Despite objections from Muhammad, Montgomery County Judge John W. Debelius III on Friday granted the delay requested by his attorneys.'
Documents: Navy secretly moved terror suspects to torture sites
SAN DIEGO - A branch of the U.S. Navy secretly contracted a 33-plane fleet that included two Gulfstream jets reportedly used to fly terror suspects to countries known to practice torture, according to documents obtained by The Associated Press.

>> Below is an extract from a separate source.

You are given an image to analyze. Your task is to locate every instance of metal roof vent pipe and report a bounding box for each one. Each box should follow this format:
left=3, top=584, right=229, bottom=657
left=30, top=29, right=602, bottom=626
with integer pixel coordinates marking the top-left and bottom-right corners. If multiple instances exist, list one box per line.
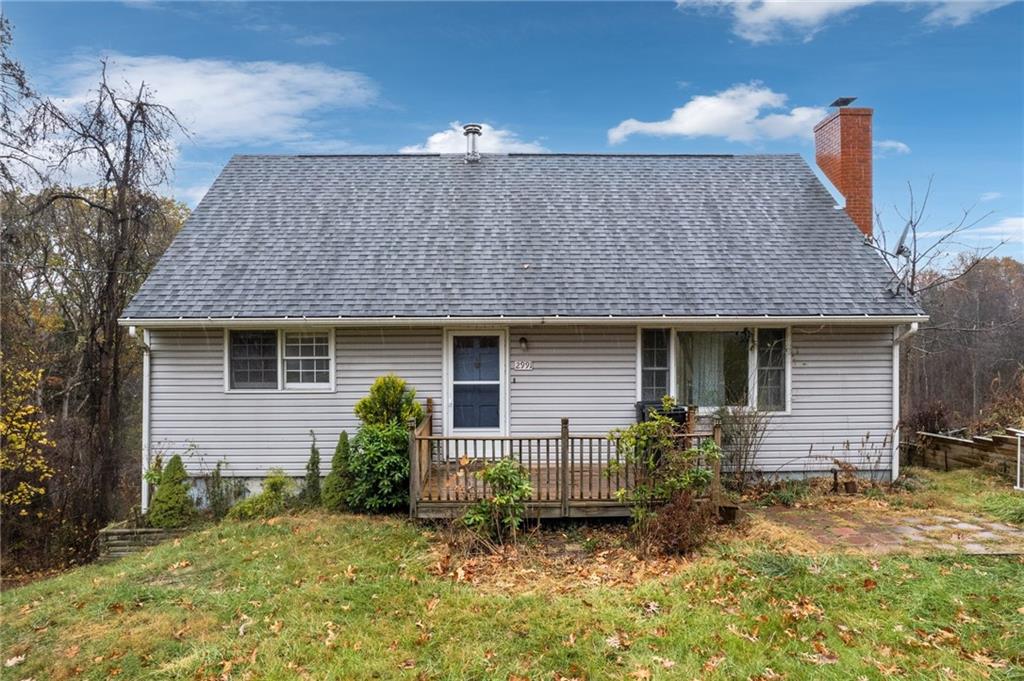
left=462, top=123, right=483, bottom=163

At least 10 U.S. aviation companies were issued classified contracts in 2001 and 2002 by the obscure Navy Engineering Logistics Office for the "occasional airlift of USN (Navy) cargo worldwide," according to Defense Department documents the AP obtained through a Freedom of Information Act request. Two of the companies chartered luxury Gulfstreams that flew terror suspects captured in Europe to Egypt, according to U.S. and European media reports. Once there, the men told family members, they were tortured. Authorities in Italy and Sweden have expressed outrage over flights they say were illegal and orchestrated by the U.S. government.
While the Gulfstreams came under scrutiny in 2001, what hasn't been disclosed is the Navy's role in contracting planes involved in operations the CIA terms "rendition" and what Italian prosecutors call kidnapping.